After sending off the email I tried to figure out who this was and why he was there. TinEye reports him as Lionel Messi who is apparently a good SportsBall player. Or, is he?

There you have it. This was an amazingly fun challenge (except #6) and I learned much along the way. I am now prepared to go back and re-do the challenges using the methods detailed by others. My methods tend to be very brute-force-ish, very 'mess with things in memory until they work', CTF-speed hacks. But I am slowly forcing myself to learn the proper methods: WinDbg/GDB scripts, PIN tracing, more IDAPython, debugger memory fuzzing.

How often in life we complete a task that was beyond the capability of the person we were when we started it.
—  Robert Brault

The Prize

Last year FLARE presented each winner with a serialized challenge coin (RMO) for their completion order. I received coin 0x83 (#131). This year they changed it up a bit and introduced ... a FLARE belt buckle!

Jokes aside, it's an awesome design and is self-supporting.

Additional Write-Ups

FireEye's Official Solutions
Topher Timzen's A Successful Yet Failed Flare ON Challenge - The Write-up
AcidShout's 2015 FLARE-ON challenges writeup
Reno Robert's v0ids3curity writeup
Mohamed Shetta's FLARE On 2015 Walkthrough
z3r0zh0u's XLOYE Write Ups
Julien Perrot Flare On 2 write-up
A Disturbing Lack of Taste Challenges #7 and #8
0x0A Tang Solving for Hashes in Flare-On #5

Did you find benefit or enjoyment from this post? Was it a waste of your time? Please, leave feedback! I'm open to critiques, criticisms, and attaboys.  If you like it, I'll keep creating them. Though, next time, a more Forensics related one.


  1. Oh, so you added a link to my writeup, sweet! (I'm AcidShout)

    I added you too. Nice writeup.

    I just got two things to say:
    1) On #6, did you finally understand the algorithm? As in, can you make a solution that's not brute-force?
    2) On #11, did you see the function that had a hint on how many rounds the algorithm should do?


    1. Thanks!

      #6: I think I finally got an understanding in the last week, and that was actually thanks to your write-up.
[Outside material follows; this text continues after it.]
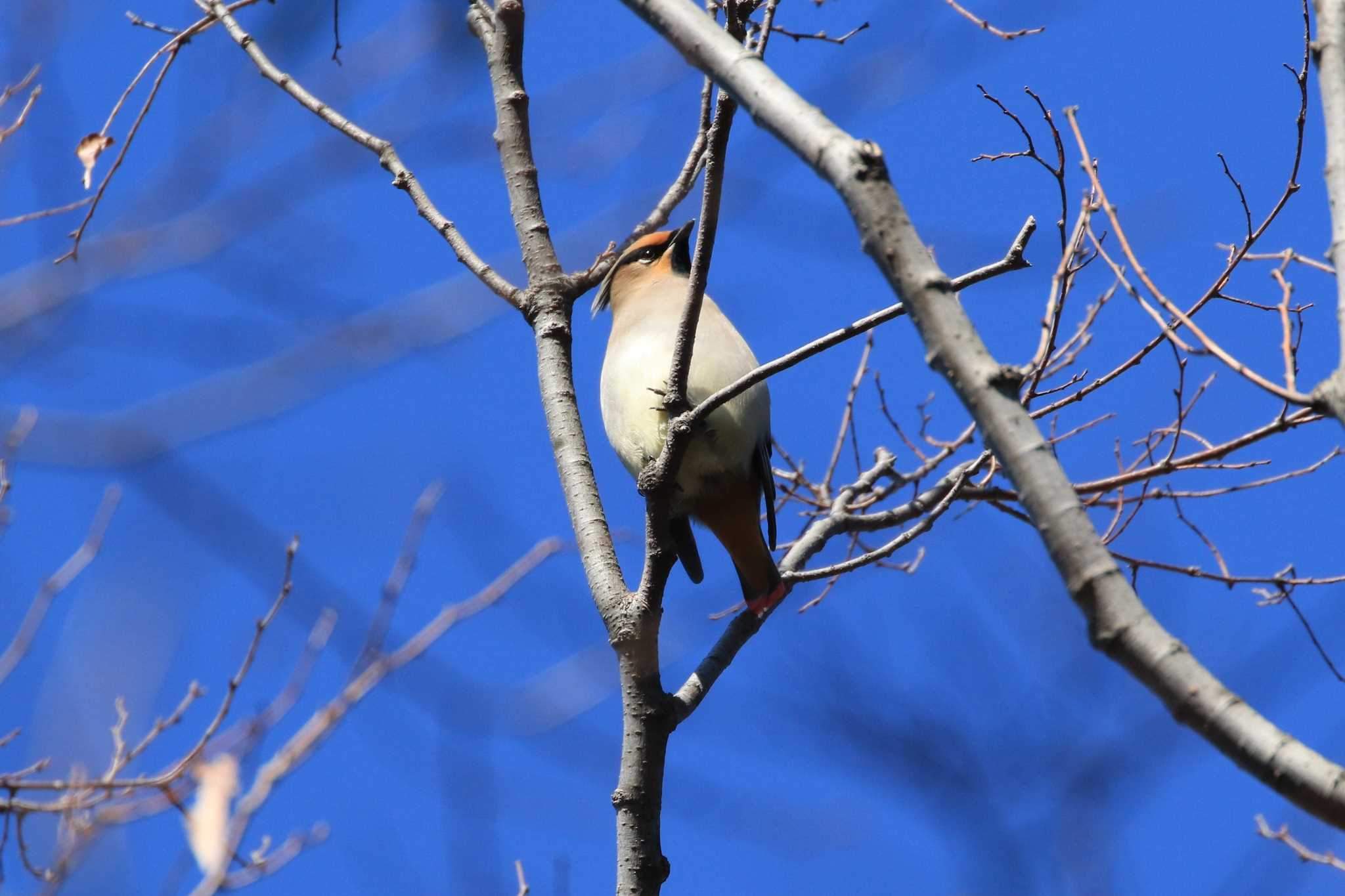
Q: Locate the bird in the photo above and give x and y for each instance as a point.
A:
(726, 468)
Even when writing this up I tried from scratch to go at it, and got lost again. Your quote definitely helped, though: "I got the number X, and I divided it N times by the prime P"

      #11: I saw afterward, but not during my analysis. I knew it was doing bit counting in that routine with some 'extras'. However, when I fully went through that function it was before I knew what that DWORD of data meant. I assumed it was just part of the passed data. After finishing the cmdline arg I should've gone back to the second half and re-analyzed these functions dynamically to see what each variable did. with the correct argument. I probably would have gotten to that if brute forcing didn't work as quick, but it did :)


    2. Heh, no problem!

      As for #6:
      what it does is loop over all the primes and check if the current group of 2 characters is divisible by that prime, then log it to the table. Using that table, we see that prime 0 is divided 3 times, and primes 6 and 36 are divided once (so if the algorithm is dividing, we do the opposite, multiplying, to reverse the process). prime 0 = 2, prime 6 = 17, prime 36 = 157. Therefore: (1 * 2 * 2 * 2) * (1 * 17) * (1 * 157) == 0x5368. We now have that, so we split it like: 0x53, 0x68, and converting it to ASCII gives us "Sh", which is the first two characters from "Shold_have_[...]@flare-on.com".

      You don't really understand something till you're able to teach it to your grandma, so please tell me if my "quick teach" is good enough :)

      P.S. Have you received your prize yet?

    3. That does make sense. It helped to work backwards from the final tables. If debugged it would be quick obvious, but being ARM made that the challenge :)

      I did receive my prize, updated the post to include that at the end.